Almeno fino a quando nelle loro vite non fece irruzione James Moriarty.

 

 

All’inizio il caso fu divertente e stimolante.

Quando, però, morì l’anziana signora, persino Sherlock capì che il loro avversario fosse più pericoloso di quanto lo avessero valutato in un primo momento.

Sherlock arrivò alla piscina e, con somma sorpresa, trovò John, che lo accolse come se lui fosse James Moriarty.

Possibile che si fosse sbagliato così tanto nel valutare l’uomo che stava diventando la persona più importante della sua vita?

Possibile che fosse veramente lui quello che piazzava le bombe addosso alla gente?

No.

John aveva una bomba addosso lui stesso e sarebbe stato disposto a morire, pur di salvare Sherlock.

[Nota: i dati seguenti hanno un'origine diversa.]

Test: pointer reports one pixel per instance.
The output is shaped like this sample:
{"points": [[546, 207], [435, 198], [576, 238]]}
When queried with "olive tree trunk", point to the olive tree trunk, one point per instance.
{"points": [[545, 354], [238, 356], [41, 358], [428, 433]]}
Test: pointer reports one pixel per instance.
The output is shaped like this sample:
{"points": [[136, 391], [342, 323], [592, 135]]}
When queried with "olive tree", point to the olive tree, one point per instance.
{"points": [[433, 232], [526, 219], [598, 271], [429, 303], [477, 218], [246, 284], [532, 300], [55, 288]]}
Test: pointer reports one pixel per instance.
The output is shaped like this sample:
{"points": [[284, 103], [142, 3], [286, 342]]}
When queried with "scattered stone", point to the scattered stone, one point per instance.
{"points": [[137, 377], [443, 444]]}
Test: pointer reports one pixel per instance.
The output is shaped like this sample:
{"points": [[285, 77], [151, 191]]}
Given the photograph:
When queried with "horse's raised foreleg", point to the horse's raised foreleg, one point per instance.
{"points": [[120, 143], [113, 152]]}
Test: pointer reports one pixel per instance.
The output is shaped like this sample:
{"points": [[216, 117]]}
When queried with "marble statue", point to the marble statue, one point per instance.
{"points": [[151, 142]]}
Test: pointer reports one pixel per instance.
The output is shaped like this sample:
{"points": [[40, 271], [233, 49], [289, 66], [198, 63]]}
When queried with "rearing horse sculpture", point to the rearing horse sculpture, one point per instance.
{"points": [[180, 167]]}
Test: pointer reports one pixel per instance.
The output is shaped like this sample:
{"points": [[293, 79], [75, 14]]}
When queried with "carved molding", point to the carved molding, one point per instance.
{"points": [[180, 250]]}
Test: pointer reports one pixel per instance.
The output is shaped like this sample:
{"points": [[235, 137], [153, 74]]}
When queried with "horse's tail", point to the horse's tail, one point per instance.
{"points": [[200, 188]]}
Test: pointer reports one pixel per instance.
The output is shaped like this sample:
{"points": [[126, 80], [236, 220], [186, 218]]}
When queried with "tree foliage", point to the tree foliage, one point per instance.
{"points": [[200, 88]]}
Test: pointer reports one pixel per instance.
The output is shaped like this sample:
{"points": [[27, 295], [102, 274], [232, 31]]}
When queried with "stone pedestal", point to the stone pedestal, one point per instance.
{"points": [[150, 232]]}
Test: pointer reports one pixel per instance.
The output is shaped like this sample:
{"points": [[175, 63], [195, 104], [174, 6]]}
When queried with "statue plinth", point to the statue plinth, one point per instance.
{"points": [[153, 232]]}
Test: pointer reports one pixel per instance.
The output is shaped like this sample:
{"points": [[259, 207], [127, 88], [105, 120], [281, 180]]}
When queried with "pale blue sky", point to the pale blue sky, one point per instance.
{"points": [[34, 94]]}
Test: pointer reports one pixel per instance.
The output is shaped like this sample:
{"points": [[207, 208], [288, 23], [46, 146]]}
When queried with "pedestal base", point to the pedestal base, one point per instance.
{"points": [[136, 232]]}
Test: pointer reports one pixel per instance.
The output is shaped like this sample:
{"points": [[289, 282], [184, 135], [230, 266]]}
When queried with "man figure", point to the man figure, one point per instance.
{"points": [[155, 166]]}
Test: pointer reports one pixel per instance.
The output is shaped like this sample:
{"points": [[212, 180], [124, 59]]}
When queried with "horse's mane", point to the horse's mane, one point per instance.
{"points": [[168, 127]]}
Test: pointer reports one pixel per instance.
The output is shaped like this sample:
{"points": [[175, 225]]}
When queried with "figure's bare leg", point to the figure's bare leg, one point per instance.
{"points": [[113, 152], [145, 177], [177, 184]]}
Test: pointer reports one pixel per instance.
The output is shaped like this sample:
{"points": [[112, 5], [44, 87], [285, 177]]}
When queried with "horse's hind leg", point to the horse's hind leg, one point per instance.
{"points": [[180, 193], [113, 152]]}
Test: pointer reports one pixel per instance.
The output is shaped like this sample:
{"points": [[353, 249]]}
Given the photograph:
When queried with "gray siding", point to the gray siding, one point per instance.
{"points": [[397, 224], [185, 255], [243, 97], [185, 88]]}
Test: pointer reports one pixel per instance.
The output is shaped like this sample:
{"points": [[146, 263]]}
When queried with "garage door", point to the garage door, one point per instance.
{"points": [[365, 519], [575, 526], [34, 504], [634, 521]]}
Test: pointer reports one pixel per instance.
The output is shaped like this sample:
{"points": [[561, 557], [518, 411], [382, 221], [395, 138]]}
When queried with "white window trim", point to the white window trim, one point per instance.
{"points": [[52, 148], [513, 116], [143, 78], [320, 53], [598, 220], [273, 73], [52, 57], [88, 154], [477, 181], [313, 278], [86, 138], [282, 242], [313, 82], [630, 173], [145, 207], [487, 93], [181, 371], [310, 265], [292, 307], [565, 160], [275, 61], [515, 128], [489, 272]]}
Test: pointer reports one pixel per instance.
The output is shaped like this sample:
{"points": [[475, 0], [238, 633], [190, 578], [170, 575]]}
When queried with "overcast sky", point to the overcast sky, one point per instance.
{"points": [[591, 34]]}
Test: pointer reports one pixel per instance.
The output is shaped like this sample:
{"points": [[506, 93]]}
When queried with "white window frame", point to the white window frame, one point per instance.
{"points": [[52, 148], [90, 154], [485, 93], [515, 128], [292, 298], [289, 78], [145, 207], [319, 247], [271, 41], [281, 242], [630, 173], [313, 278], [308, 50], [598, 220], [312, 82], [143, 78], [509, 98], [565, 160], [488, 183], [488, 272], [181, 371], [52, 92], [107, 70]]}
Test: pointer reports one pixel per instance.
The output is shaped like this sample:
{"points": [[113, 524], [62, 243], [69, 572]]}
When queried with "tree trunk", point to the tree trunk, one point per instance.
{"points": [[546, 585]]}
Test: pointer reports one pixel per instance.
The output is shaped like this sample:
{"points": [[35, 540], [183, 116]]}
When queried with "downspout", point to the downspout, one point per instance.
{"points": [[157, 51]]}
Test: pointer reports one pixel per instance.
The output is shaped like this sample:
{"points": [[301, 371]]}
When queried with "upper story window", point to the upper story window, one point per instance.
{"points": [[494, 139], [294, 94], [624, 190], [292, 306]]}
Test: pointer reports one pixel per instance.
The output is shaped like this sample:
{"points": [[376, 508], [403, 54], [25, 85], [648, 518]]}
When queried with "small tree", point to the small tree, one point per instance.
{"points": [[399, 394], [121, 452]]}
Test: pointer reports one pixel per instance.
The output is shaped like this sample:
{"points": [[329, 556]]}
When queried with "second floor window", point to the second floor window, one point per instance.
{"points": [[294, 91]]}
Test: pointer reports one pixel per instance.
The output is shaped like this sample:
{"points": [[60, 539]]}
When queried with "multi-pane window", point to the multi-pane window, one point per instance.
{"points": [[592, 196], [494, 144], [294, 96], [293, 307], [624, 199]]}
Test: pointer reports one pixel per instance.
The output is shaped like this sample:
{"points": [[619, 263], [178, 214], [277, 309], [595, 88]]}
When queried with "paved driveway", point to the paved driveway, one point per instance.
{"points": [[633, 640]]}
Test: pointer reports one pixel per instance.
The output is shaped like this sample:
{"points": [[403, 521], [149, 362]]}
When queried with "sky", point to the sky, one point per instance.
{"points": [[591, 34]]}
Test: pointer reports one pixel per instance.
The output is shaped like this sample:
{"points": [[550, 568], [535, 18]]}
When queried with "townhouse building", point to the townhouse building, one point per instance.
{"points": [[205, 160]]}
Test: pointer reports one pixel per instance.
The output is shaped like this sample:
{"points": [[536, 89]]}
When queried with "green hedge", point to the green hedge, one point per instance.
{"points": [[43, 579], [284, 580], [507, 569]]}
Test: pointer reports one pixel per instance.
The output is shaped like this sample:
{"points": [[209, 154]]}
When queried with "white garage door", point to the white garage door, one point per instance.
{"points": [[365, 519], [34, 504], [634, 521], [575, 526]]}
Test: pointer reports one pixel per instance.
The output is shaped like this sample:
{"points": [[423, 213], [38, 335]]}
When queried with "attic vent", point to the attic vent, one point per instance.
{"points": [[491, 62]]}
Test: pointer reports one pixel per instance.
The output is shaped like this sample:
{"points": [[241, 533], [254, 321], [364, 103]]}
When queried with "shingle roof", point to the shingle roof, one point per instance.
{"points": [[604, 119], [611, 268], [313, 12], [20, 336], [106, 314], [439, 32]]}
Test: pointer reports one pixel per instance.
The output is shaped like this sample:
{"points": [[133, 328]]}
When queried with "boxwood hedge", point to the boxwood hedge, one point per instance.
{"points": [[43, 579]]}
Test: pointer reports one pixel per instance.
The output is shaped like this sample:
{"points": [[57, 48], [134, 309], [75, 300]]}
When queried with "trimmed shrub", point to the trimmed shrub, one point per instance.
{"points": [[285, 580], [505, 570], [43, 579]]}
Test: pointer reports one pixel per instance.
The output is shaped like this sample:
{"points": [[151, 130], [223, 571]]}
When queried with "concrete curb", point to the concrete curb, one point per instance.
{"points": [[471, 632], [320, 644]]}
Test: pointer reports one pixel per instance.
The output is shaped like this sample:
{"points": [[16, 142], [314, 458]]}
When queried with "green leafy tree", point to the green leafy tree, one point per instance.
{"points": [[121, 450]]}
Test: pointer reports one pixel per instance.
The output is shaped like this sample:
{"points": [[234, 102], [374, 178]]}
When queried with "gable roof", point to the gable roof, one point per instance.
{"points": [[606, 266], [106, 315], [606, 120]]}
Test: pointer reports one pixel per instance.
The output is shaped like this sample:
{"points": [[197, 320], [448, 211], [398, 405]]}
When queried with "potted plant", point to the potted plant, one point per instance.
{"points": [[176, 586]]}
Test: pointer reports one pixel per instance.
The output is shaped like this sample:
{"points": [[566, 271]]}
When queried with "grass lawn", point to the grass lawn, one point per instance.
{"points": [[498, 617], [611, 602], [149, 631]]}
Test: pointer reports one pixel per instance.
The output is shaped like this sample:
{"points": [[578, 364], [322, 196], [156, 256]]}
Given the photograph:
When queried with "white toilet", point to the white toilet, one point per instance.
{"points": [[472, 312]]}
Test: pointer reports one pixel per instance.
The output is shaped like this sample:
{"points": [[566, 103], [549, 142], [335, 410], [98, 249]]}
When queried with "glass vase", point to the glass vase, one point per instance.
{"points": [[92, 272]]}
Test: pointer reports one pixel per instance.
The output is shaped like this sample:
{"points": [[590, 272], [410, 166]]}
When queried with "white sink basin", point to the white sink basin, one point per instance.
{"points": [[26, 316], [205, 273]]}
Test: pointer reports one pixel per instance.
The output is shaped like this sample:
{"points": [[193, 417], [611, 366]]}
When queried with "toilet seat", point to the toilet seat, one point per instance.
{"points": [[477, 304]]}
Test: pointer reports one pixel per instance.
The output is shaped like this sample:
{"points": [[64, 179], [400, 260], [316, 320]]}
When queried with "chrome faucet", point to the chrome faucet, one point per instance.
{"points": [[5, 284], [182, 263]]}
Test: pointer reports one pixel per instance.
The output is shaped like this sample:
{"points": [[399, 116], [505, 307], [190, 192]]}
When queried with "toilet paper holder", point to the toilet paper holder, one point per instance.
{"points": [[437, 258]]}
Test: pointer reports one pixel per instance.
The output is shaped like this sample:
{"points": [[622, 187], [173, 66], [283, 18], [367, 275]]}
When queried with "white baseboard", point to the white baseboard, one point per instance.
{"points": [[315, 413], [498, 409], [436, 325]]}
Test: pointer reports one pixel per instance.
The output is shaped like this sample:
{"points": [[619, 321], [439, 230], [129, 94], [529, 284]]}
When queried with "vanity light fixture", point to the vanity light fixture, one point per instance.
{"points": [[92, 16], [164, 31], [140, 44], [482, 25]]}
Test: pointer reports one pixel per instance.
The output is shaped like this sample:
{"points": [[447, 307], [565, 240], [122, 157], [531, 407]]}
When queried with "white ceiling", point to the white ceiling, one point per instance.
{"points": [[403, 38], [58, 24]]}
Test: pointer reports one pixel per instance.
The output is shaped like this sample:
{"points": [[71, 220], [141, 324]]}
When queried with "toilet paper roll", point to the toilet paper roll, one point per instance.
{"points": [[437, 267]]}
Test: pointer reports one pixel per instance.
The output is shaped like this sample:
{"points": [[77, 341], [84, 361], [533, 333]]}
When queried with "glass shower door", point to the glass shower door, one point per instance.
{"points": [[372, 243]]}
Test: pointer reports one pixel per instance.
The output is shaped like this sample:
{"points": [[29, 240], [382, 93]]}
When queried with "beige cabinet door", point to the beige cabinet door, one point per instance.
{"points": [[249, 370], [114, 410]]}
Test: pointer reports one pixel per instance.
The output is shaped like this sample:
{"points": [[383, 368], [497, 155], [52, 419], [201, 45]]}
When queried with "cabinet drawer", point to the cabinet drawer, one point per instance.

Quando, finalmente, il vero James Moriarty decise di andarsene, Sherlock aiutò John a levarsi velocemente il giubbotto esplosivo.

“Per fortuna non ci possono vedere. – disse John mentre Sherlock lo spogliava – Chissà cosa potrebbero pensare, altrimenti.”

John si girò verso Sherlock e sentì le proprie gambe mancare, a seguito delle violente emozioni a cui era stato sottoposto.

Sherlock lo sorresse, afferrandolo ai fianchi con un braccio e stringendolo a sé.

Le loro labbra si trovarono pericolosamente troppo vicine.

Sherlock sollevò John, costringendolo quasi sulle punte dei piedi ed appoggiò le proprie labbra a quelle del dottore.

John fu talmente sorpreso da quello che stava accadendo, che aprì la bocca.

Sherlock ne approfittò per entrare con la propria lingua, giocando con quella dell’amico, dolcemente e sistematicamente, come se stesse studiando, catalogando e valutando la scena di un crimine.

 

 

Improvvisamente una voce stridula e canzonatoria rimbombò nel silenzio della piscina:

“Disturbo?”

Sherlock lasciò andare lentamente John, voltandosi verso Moriarty.

“Se avessi immaginato cosa stavate facendo, vi avrei lasciato qualche minuto ancora.”

“Non sono gay!” sbottò John, rosso in viso.

Si girò verso Sherlock, in attesa che l’amico confermasse quello che aveva appena detto lui.

Invece, il consulente investigativo rimase in silenzio.

Il sorriso malizioso dipinto sulla faccia di Moriarty aumentò l’irritazione di John.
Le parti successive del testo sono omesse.